Much of the buzz at Frankfurt Book Fair this year was about ebooks, and particularly the impact that the Amazon Kindle and Sony Reader have had on that part of the industry over the last year. According to IDPF spokesperson Michael Smith, ebook sales this year are up 53% in the US, and for August they are 83% higher than last year. Distributor Ingram Digital has reported the third quarter of ebook sales double last year’s. When I repeat those stats to people in conversation they obviously don’t compute: reactions flatline completely. If I’d said, “sales are up 20%!”, perhaps reactions would be much stronger, because we’re used to figures like that in a well-performing industry. But 53% YTD, in publishing? Seriously? It’s an absurd figure. It’s bizarre. If they were selling physical items, retailers would be running out of stock everywhere, overwhelmed by the surprising rush. In fact, Waterstones did run out of Sony Readers when they began selling the device in the UK a few months ago. Thank goodness the books themselves are digital.

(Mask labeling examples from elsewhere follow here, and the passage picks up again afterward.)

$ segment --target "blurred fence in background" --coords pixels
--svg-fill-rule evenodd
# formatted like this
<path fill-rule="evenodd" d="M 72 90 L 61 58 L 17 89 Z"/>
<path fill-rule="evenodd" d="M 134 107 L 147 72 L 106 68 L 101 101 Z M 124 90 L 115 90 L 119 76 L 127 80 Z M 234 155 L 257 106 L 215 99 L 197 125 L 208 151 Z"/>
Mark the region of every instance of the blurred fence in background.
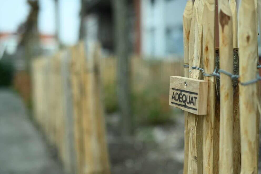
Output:
<path fill-rule="evenodd" d="M 109 173 L 103 111 L 118 110 L 117 59 L 102 57 L 97 45 L 86 53 L 84 47 L 81 43 L 34 60 L 34 118 L 57 148 L 67 172 Z M 136 123 L 169 121 L 169 77 L 184 73 L 182 61 L 173 59 L 131 59 L 130 107 Z"/>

Bigger publishers have been scrambling to get their backlist titles converted to ebooks, and unfortunately have been creating large lists of poorly converted ebooks for retailers to sell. One aggregator–retailer I spoke to, at Ebooks.com, said they’ve had to develop their own in-house conversion and quality control systems to make up for it and have struggled to get systems in place to make ebooks they’re happy with. Mike Vantusko, a senior executive at Overdrive, one of the world’s biggest ebook distributors, disappointed publishers by saying every ebook they create really needs a “visual check”, a human being to page through the thing before distribution. The audience could barely repress a groan, as they saw their expensive automated solutions being slowed down by fussy human beings.
But making a great ebook takes the same care as making a great print book. And being human beings themselves, consumers will soon learn the difference between a mediocre ebook and a beautiful, well-structured one. In the long run, publishers who realise that will make the most of a marketplace that, right now, looks something like a Californian gold rush.